Targeted genome-wide enrichment of functional regions

Abstract

Only a small fraction of large genomes such as that of the human contains the functional regions such as the exons, promoters, and polyA sites. A platform technique for selective enrichment of functional genomic regions will enable several next-generation sequencing applications that include the discovery of causal mutations for disease and drug response. Here, we describe a powerful platform technique, termed "functional genomic fingerprinting" (FGF), for the multiplexed genomewide isolation and analysis of targeted regions such as the exome, promoterome, or exon splice enhancers. The technique employs a fixed part of a uniquely designed Fixed-Randomized primer, while the randomized part contains all the possible sequence permutations. The Fixed-Randomized primers bind with full sequence complementarity at multiple sites where the fixed sequence (such as the splice signals) occurs within the genome, and multiplex amplify many regions bounded by the fixed sequences (e.g., exons). Notably, validation of this technique using cardiac myosin binding protein-C (MYBPC3) gene as an example strongly supports the application and efficacy of this method. Further, assisted by genomewide computational analyses of such sequences, the FGF technique may provide a unique platform for high-throughput sample production and analysis of targeted genomic regions by the next-generation sequencing techniques, with powerful applications in discovering disease and drug response genes.

Figure 1. The consensus sequences of genetic regulatory elements.

The consensus sequences of the gene regulatory regions are usually 6–12 bases long.

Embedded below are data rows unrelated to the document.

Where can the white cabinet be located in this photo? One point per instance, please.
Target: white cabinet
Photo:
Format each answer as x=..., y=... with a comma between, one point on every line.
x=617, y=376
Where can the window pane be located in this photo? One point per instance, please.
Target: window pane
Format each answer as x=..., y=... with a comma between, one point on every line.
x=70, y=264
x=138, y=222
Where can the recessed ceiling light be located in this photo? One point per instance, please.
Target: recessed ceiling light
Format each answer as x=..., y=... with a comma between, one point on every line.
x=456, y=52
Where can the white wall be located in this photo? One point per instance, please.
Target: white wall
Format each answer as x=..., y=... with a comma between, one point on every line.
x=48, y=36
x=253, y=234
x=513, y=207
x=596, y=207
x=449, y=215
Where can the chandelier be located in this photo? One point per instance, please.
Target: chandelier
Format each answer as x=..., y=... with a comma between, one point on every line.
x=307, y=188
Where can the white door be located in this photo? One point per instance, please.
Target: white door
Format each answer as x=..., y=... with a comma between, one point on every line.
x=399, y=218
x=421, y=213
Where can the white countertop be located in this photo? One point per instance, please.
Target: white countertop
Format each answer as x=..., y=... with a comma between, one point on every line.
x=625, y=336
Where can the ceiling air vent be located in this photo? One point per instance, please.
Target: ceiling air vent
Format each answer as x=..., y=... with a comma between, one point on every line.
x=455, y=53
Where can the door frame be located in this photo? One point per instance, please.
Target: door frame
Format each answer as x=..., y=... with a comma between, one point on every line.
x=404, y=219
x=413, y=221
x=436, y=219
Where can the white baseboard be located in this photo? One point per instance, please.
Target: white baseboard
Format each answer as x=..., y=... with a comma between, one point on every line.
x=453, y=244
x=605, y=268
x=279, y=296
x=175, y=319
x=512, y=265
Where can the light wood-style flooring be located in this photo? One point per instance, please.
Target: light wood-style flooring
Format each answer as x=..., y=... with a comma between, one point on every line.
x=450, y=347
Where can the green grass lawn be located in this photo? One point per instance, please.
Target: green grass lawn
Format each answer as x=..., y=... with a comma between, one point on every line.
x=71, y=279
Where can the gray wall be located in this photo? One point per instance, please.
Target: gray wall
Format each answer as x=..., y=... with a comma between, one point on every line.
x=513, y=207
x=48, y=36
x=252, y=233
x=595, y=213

Since the donor (5') splice signal reads into the intron, its complementary sequence is used to design a primer that will read into and amplify the exon. In this example, the fixed sequence is on the 5' end, and the randomized sequence is on the 3' end of the FR primer.

Figure 2. Design of an FR primer.

To a core fixed sequence (ATCTG), a series of Ns (A, T, G and C) are added in equimolar concentrations at each step of the oligo-nucleotide synthesis. This process generates all possible sequences of length n, when n bases are randomized, such that each variable sequence is attached to the end of the fixed sequence.

Figure 3. Multiplexed amplification of exons by splice signal FR primers.

The FR primers for the donor (5′ splice signal) and the acceptor (3′ splice signal) splice sequences bind the exons with complementary base pairing over the entire length of the primers, by virtue of the presence of all the possible sequences within the randomized sequence portion of the FR primer. Only the specific primer molecule from the FR primer population is expected to bind selectively with full complementarity at the fixed sequence target site at a high Tm condition. The FR primers amplify multiple exons since they are capable of binding many exons within the human genome with complete sequence complementarity, wherever the fixed sequence binds.

Figure 4. Multiplex genome-wide exon amplification based on MYBPC3 gene exons 7 and 8.

The human genomic DNA was PCR-amplified under standard conditions at 58°C with primers designed from the donor (5′) splice signal sequence (from exon 7) and the acceptor (3′) splice signal sequence (from exon 8) of the MYBPC3 gene. It was also amplified by the same FR primer pairs with decreasing number of fixed bases and increasing number of random bases (Ns) as shown in Table 1. The expected fragment (438 bases for the combined exon 7, intron 7 and exon 8) is present in all the lanes, and the number of fragments amplified increased with increasing Ns in the FR primers. M1 & M2 are marker lanes. Lane CS shows the computer simulated exon fingerprint obtained with the same primers used for lane 5, with four bases removed from the 5′ end of the forward primer and three bases removed from the 5′ end of the reverse primer (see text).